MAPP/oxygen was advantageously used in underwater cutting, which requires high gas pressures (under such pressures acetylene polymerizes explosively, making it dangerous to use). However, underwater oxy/fuel gas cutting of any kind has been replaced by exothermic cutting due to the much faster cut rate and greater safety.
MAPP gas is also used in combustion with air for brazing and soldering, where it has a slight advantage over competing propane fuel due to its higher combustion temperature of 2,020 °C (3,670 °F) in air.
The biggest disadvantage of MAPP gas is cost; it is typically one-and-a-half times as expensive as propane at the refinery, and up to four times as expensive to the consumer. It is no longer used much in any large-scale industry - for larger scale users acetylene/oxygen is more economic than MAPP/oxygen when high flame temperatures are needed, and propane/air is more economic when big overall heats are needed.
However, for the small-scale user the MAPP/oxygen flame is still highly desirable, having higher flame temperatures and energy densities than any flame other than acetylene/oxygen, but without the dangers and inconveniences of acetylene/oxygen. Jewellers, glassbead makers, and many others find it very useful. Plumbers, refrigeration and HVAC engineers and other tradesmen also value the high heat capacity of the MAPP/air flame; MAPP was until recently widely used, supplied in small to medium size containers.
MAPP gas physical properties
MAPP is colorless in both liquid and gas form. The gas has a pronounced acetylene-like or fishy odor at concentrations above 100 ppm, due to the addition of substituted amines as a polymerization inhibitor. Low molecular weight alkynes have strong odors. MAPP gas is toxic if inhaled at high concentrations.

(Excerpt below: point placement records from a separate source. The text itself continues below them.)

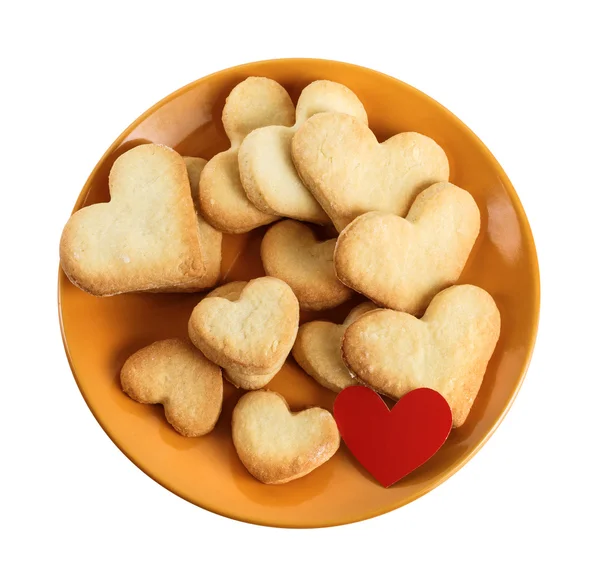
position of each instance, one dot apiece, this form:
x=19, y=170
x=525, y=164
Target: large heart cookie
x=145, y=238
x=277, y=446
x=266, y=168
x=175, y=374
x=210, y=238
x=447, y=349
x=350, y=173
x=249, y=330
x=318, y=350
x=254, y=103
x=403, y=263
x=290, y=251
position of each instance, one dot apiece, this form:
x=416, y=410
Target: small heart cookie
x=447, y=349
x=350, y=173
x=318, y=350
x=266, y=168
x=290, y=251
x=403, y=263
x=249, y=332
x=145, y=238
x=276, y=445
x=254, y=103
x=210, y=238
x=175, y=374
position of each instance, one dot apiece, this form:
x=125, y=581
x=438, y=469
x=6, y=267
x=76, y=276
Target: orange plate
x=100, y=333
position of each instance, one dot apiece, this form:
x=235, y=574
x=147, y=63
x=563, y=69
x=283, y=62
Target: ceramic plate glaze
x=100, y=333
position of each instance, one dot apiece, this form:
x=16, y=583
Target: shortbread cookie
x=350, y=173
x=447, y=350
x=266, y=168
x=230, y=291
x=146, y=237
x=210, y=238
x=403, y=263
x=254, y=103
x=239, y=377
x=276, y=445
x=250, y=335
x=290, y=251
x=175, y=374
x=318, y=350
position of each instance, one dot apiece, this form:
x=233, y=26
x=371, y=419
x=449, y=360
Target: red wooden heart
x=390, y=444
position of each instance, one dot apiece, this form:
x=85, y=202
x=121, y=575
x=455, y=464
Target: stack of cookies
x=399, y=233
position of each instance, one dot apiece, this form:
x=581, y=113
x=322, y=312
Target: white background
x=73, y=509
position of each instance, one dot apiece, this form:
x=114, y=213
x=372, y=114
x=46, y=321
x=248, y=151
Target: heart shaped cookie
x=318, y=350
x=403, y=263
x=266, y=168
x=349, y=172
x=175, y=374
x=210, y=238
x=145, y=238
x=249, y=332
x=447, y=349
x=254, y=103
x=290, y=251
x=276, y=445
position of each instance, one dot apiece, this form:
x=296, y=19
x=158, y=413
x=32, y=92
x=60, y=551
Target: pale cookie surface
x=290, y=251
x=175, y=374
x=210, y=238
x=276, y=445
x=254, y=103
x=343, y=165
x=448, y=349
x=318, y=350
x=266, y=167
x=249, y=332
x=403, y=263
x=146, y=237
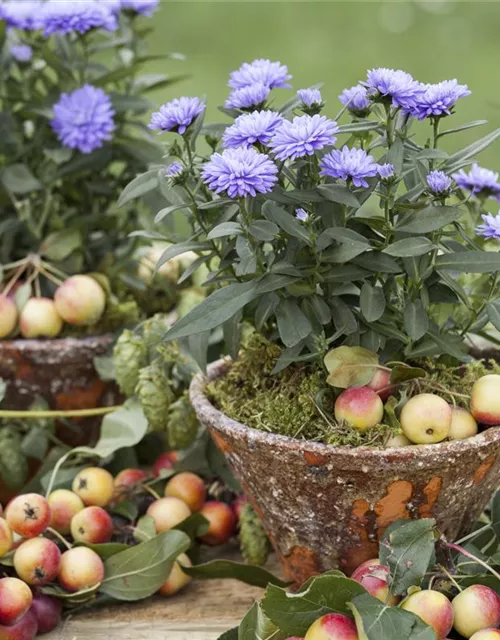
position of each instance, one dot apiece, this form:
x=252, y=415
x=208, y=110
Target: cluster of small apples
x=474, y=613
x=79, y=301
x=425, y=418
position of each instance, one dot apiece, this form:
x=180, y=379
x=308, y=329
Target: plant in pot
x=363, y=258
x=73, y=92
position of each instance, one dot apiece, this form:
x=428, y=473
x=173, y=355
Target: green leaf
x=140, y=571
x=293, y=325
x=350, y=366
x=18, y=179
x=372, y=302
x=407, y=548
x=142, y=184
x=429, y=219
x=469, y=262
x=409, y=247
x=226, y=569
x=375, y=620
x=294, y=613
x=416, y=320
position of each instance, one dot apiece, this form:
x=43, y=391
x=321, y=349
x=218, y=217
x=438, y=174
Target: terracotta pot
x=325, y=507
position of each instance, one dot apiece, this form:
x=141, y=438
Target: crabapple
x=92, y=525
x=80, y=300
x=64, y=504
x=189, y=488
x=81, y=568
x=485, y=399
x=360, y=407
x=25, y=629
x=333, y=626
x=8, y=316
x=177, y=579
x=476, y=608
x=6, y=538
x=47, y=611
x=168, y=512
x=374, y=578
x=221, y=522
x=433, y=608
x=40, y=319
x=28, y=514
x=94, y=485
x=463, y=424
x=426, y=419
x=15, y=600
x=37, y=561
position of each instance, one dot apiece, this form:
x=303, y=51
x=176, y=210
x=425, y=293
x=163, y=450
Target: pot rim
x=204, y=408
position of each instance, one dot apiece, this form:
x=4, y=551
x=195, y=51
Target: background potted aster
x=72, y=96
x=354, y=252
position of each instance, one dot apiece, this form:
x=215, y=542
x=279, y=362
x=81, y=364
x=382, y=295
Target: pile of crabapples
x=425, y=418
x=78, y=300
x=37, y=536
x=474, y=613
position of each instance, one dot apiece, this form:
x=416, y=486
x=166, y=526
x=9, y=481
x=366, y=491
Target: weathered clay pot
x=325, y=507
x=62, y=372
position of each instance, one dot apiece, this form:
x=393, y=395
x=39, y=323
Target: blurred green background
x=335, y=41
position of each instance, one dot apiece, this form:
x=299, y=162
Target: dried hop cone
x=182, y=425
x=254, y=543
x=155, y=395
x=129, y=356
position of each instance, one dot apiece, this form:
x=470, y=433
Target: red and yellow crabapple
x=64, y=504
x=92, y=525
x=221, y=522
x=189, y=488
x=28, y=514
x=81, y=568
x=333, y=626
x=15, y=600
x=177, y=579
x=485, y=399
x=80, y=300
x=433, y=608
x=94, y=486
x=476, y=608
x=37, y=561
x=359, y=407
x=39, y=319
x=426, y=419
x=167, y=513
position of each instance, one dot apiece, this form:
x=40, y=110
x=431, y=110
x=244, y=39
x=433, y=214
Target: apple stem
x=467, y=554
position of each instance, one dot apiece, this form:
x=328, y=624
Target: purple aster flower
x=438, y=100
x=248, y=97
x=21, y=52
x=349, y=164
x=84, y=119
x=356, y=100
x=310, y=97
x=176, y=115
x=301, y=214
x=303, y=136
x=261, y=71
x=258, y=126
x=479, y=181
x=26, y=15
x=393, y=84
x=240, y=172
x=438, y=182
x=491, y=227
x=144, y=7
x=385, y=171
x=64, y=16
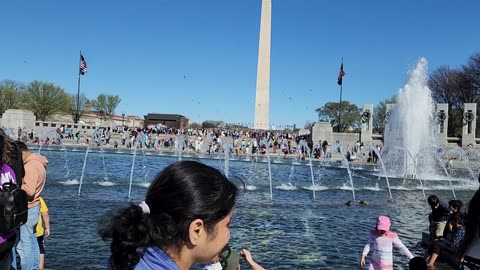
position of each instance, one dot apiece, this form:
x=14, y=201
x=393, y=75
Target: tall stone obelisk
x=262, y=97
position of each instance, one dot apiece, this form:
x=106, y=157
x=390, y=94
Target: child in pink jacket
x=383, y=240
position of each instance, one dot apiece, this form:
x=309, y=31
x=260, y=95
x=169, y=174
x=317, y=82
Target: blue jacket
x=154, y=258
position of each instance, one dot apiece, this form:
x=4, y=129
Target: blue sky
x=199, y=58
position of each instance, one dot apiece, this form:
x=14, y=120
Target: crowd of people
x=184, y=220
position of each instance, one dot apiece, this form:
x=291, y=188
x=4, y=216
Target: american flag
x=83, y=65
x=340, y=75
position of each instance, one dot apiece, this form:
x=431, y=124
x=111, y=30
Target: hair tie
x=145, y=208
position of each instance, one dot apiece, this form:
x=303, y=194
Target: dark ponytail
x=180, y=193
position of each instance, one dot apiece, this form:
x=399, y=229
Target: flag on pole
x=83, y=65
x=340, y=75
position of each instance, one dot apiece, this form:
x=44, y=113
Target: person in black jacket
x=11, y=156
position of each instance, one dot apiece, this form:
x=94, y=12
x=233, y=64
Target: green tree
x=106, y=103
x=45, y=99
x=380, y=114
x=343, y=116
x=10, y=95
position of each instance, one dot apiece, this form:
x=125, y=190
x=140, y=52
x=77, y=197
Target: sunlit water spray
x=410, y=125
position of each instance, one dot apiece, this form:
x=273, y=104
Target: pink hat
x=383, y=223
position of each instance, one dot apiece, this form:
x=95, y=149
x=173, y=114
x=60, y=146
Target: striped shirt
x=382, y=256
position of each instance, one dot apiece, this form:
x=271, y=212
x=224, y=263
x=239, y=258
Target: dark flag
x=340, y=75
x=83, y=65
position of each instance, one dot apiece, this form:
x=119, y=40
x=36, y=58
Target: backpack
x=13, y=201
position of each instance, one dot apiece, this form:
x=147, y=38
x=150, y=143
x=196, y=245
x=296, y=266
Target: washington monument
x=262, y=97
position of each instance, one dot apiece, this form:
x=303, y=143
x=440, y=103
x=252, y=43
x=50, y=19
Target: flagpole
x=340, y=105
x=77, y=114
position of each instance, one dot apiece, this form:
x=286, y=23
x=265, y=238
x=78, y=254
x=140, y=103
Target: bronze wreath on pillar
x=365, y=116
x=468, y=117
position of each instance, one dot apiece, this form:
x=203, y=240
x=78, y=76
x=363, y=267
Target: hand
x=247, y=255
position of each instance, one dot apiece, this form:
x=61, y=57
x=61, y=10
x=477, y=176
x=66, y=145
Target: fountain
x=83, y=171
x=267, y=152
x=410, y=126
x=269, y=227
x=346, y=163
x=226, y=151
x=180, y=143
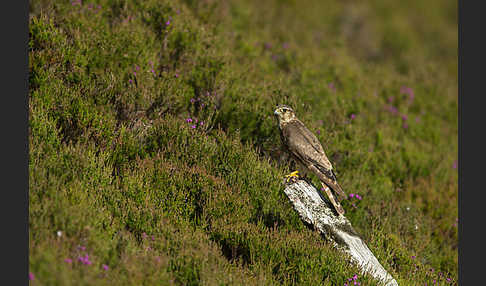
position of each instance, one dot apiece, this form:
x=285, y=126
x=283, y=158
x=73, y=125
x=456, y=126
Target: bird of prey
x=307, y=151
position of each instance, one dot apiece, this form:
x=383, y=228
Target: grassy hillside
x=154, y=157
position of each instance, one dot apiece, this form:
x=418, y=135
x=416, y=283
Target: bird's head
x=284, y=113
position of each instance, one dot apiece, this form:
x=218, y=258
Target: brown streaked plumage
x=307, y=151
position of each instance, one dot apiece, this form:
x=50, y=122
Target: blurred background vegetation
x=154, y=157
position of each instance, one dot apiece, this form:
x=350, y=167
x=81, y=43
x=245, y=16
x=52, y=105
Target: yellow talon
x=292, y=176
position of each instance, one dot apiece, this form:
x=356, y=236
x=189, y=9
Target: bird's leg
x=292, y=176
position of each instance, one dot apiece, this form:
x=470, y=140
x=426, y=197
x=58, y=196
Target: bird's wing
x=304, y=145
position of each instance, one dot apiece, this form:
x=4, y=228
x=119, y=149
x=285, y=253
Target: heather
x=154, y=157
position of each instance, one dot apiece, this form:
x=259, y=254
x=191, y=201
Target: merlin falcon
x=307, y=151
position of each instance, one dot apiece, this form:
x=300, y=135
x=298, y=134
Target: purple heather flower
x=409, y=91
x=392, y=109
x=85, y=260
x=331, y=87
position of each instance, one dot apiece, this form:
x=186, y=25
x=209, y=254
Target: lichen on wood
x=317, y=211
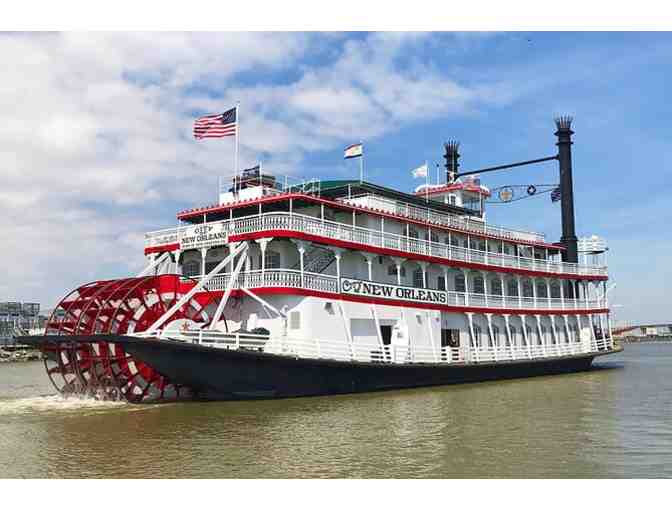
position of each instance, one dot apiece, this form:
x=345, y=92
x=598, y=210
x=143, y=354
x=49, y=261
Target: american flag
x=217, y=125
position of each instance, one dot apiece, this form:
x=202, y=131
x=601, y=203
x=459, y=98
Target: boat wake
x=57, y=404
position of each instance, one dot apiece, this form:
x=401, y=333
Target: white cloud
x=96, y=139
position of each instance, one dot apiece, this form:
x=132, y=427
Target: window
x=417, y=278
x=191, y=268
x=496, y=286
x=514, y=332
x=479, y=285
x=495, y=336
x=271, y=260
x=460, y=285
x=477, y=335
x=392, y=271
x=295, y=320
x=209, y=266
x=450, y=337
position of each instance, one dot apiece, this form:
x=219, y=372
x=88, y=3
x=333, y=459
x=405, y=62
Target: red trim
x=162, y=248
x=407, y=255
x=407, y=304
x=467, y=186
x=192, y=213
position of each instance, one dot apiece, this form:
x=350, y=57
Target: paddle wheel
x=102, y=369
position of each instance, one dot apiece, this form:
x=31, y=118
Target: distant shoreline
x=663, y=339
x=19, y=354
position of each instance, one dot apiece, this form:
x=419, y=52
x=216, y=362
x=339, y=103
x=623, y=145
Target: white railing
x=446, y=220
x=276, y=278
x=290, y=278
x=388, y=240
x=344, y=351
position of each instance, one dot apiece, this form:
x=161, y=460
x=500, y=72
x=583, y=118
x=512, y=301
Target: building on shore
x=18, y=319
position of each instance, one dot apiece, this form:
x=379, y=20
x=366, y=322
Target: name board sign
x=385, y=291
x=204, y=235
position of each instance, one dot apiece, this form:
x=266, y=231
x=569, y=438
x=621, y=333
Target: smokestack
x=568, y=239
x=451, y=156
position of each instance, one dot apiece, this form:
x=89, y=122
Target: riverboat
x=331, y=287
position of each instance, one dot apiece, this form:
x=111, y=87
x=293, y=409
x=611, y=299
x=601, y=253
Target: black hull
x=222, y=374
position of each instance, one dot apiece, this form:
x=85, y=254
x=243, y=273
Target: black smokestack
x=451, y=157
x=568, y=239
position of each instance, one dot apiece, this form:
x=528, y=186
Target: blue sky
x=114, y=157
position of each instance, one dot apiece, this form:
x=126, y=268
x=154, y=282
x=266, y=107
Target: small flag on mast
x=217, y=125
x=421, y=171
x=354, y=151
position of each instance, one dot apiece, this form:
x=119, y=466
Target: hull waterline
x=227, y=374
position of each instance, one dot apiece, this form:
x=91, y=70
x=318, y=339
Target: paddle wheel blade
x=102, y=369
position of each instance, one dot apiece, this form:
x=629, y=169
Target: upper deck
x=369, y=218
x=366, y=198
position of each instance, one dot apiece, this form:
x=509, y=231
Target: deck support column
x=568, y=337
x=525, y=337
x=542, y=337
x=470, y=317
x=263, y=243
x=508, y=334
x=555, y=334
x=466, y=286
x=398, y=261
x=493, y=344
x=520, y=292
x=423, y=267
x=204, y=253
x=369, y=262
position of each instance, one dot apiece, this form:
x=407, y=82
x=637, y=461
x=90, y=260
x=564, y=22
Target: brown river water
x=613, y=421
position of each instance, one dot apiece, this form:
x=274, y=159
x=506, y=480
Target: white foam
x=56, y=404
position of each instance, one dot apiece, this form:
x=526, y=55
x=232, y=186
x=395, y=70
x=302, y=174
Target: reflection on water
x=609, y=422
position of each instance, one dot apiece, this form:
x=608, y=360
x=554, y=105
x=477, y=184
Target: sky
x=96, y=145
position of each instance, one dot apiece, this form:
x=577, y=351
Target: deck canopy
x=328, y=190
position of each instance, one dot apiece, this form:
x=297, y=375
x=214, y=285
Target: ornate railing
x=465, y=224
x=346, y=351
x=364, y=236
x=289, y=278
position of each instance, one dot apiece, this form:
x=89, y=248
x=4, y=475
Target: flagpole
x=237, y=186
x=426, y=182
x=361, y=164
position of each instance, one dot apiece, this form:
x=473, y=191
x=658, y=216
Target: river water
x=614, y=421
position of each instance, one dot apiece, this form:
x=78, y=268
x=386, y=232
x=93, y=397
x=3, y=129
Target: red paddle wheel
x=102, y=369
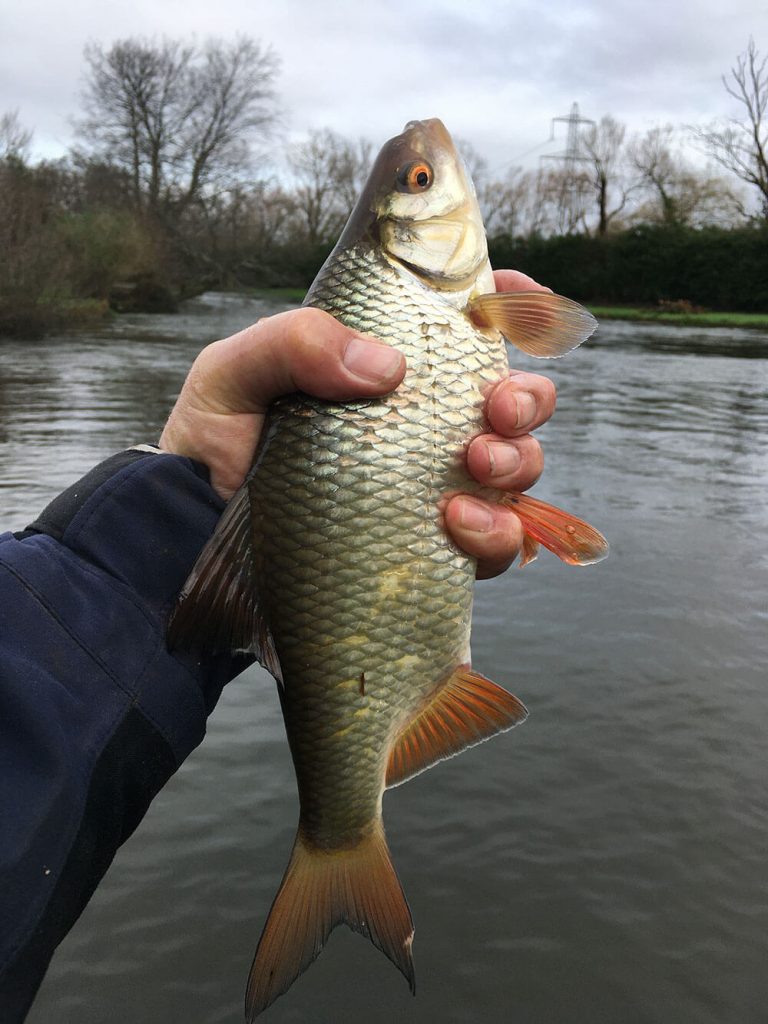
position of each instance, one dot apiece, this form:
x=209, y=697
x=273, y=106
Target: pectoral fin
x=217, y=609
x=540, y=324
x=466, y=711
x=572, y=540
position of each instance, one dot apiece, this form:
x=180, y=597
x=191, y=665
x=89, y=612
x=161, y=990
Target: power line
x=572, y=154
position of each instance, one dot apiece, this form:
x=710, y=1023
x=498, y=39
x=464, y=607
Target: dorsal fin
x=466, y=711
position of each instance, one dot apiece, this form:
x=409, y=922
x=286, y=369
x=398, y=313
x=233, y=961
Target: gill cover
x=419, y=206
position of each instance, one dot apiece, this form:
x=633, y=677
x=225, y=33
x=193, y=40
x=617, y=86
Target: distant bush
x=709, y=267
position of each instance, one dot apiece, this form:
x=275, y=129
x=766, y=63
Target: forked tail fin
x=322, y=889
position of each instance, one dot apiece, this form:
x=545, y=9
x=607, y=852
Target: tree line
x=177, y=182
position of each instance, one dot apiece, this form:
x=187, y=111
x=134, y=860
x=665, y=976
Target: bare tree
x=178, y=118
x=14, y=138
x=741, y=144
x=330, y=171
x=679, y=193
x=602, y=145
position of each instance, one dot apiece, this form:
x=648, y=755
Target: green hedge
x=710, y=267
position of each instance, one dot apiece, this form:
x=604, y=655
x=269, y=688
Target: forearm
x=95, y=714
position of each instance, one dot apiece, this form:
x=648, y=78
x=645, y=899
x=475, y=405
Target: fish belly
x=369, y=601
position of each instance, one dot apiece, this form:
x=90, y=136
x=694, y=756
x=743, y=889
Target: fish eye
x=416, y=176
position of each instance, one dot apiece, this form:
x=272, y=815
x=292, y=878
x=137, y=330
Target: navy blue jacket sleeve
x=95, y=714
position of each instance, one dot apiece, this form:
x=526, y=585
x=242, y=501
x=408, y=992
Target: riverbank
x=687, y=318
x=684, y=317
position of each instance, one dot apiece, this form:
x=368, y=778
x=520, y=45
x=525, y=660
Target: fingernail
x=475, y=516
x=525, y=409
x=504, y=458
x=372, y=361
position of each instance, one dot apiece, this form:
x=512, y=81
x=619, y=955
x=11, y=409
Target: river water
x=606, y=861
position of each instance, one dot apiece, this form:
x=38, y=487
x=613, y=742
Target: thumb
x=298, y=350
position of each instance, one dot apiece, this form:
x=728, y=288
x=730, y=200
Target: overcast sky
x=495, y=72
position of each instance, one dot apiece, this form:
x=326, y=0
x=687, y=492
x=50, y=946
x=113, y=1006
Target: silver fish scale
x=368, y=600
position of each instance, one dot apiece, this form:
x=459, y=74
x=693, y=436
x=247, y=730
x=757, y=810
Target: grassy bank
x=758, y=321
x=39, y=318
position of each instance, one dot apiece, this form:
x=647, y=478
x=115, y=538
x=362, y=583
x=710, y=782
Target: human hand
x=220, y=412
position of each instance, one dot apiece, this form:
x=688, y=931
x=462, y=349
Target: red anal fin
x=355, y=886
x=572, y=540
x=540, y=324
x=466, y=711
x=217, y=609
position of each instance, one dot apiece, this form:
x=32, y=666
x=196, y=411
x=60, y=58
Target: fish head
x=419, y=207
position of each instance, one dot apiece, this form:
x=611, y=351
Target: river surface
x=605, y=862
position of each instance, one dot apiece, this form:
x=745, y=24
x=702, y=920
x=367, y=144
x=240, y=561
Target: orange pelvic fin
x=572, y=540
x=466, y=711
x=540, y=324
x=357, y=887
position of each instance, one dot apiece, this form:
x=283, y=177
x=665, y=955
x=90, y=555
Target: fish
x=332, y=565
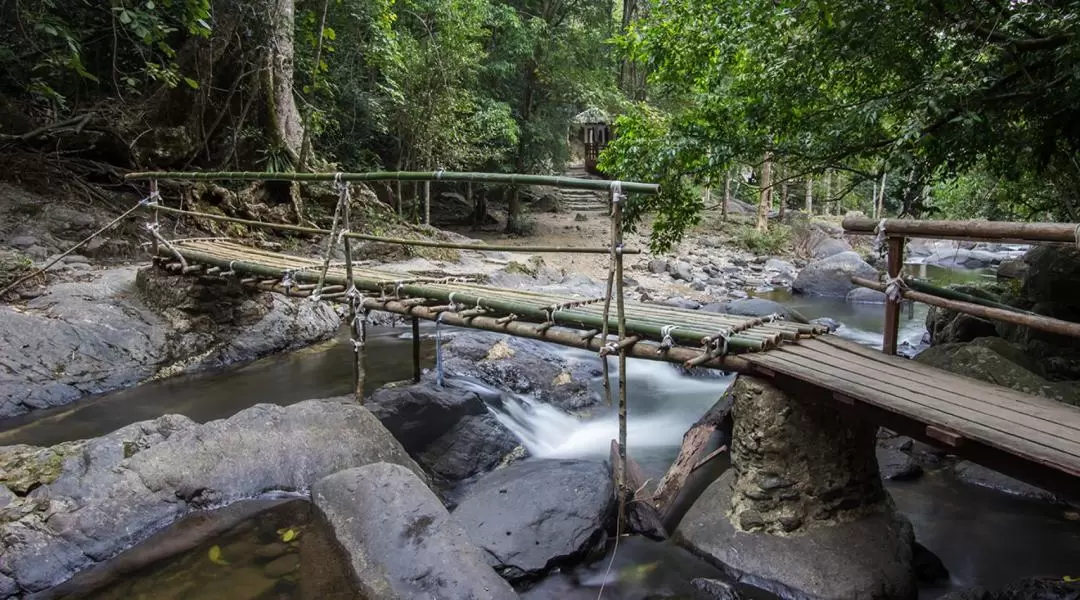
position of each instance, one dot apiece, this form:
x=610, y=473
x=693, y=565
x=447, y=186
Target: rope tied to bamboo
x=879, y=233
x=894, y=288
x=666, y=342
x=439, y=349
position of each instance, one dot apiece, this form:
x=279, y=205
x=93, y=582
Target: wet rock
x=827, y=323
x=829, y=531
x=779, y=266
x=929, y=569
x=125, y=326
x=894, y=463
x=401, y=541
x=977, y=475
x=532, y=516
x=680, y=302
x=865, y=296
x=680, y=270
x=832, y=276
x=447, y=430
x=522, y=366
x=113, y=491
x=281, y=567
x=1013, y=269
x=980, y=360
x=1031, y=588
x=715, y=589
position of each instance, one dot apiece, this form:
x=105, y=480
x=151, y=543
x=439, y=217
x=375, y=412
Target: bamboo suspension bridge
x=1028, y=437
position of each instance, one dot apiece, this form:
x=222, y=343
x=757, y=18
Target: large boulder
x=946, y=326
x=80, y=503
x=447, y=430
x=123, y=326
x=536, y=515
x=802, y=512
x=983, y=360
x=523, y=366
x=832, y=276
x=400, y=540
x=1030, y=588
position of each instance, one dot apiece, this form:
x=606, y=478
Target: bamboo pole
x=954, y=295
x=893, y=266
x=968, y=230
x=416, y=350
x=421, y=243
x=535, y=311
x=1035, y=322
x=564, y=337
x=620, y=309
x=356, y=325
x=505, y=178
x=427, y=203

The composition of the supplied gas has varied widely, with the gases as supplied by different repackagers/resellers at any one time varying, as well as the general composition varying over time, but a typical composition for an early Dow gas might be: methylacetylene (propyne) 48%, propadiene 23%, propane 27%. For a later Dow/Petromont gas propyne 30%, propadiene 14%, propylene 43%, propane 7%, C4H10 (isobutane, butane) 6% might be more typical.
- "Exothermic cutting" uses the heat of burning steel wire to cut metals and even non-metals (e.g., concrete). Typically, the wire is ignited electrically and combustion is sustained via a flow of compressed oxygen. See: U.S. Navy Underwater Cutting & Welding Manual, NAVSEA S0300-BB-MAN-010 (1 June 2002), Chapter 2, especially sections 2.3 (Exothermic electrodes) and 2.4 (Seeler Enterprises LU-001 Exothermic Cutting Tool (Kerie Cable)), pages 53-74 (pages 2-22 to 2-43 of original document). Available on-line at: http://www.maritime.org/doc/pdf/cut_weld.pdf .
- Self, Charles R. (1982). Do Your Own Professional Welding. Blue Ridge Summit, PA: Tab Books Inc. ISBN 0-8306-0068-X.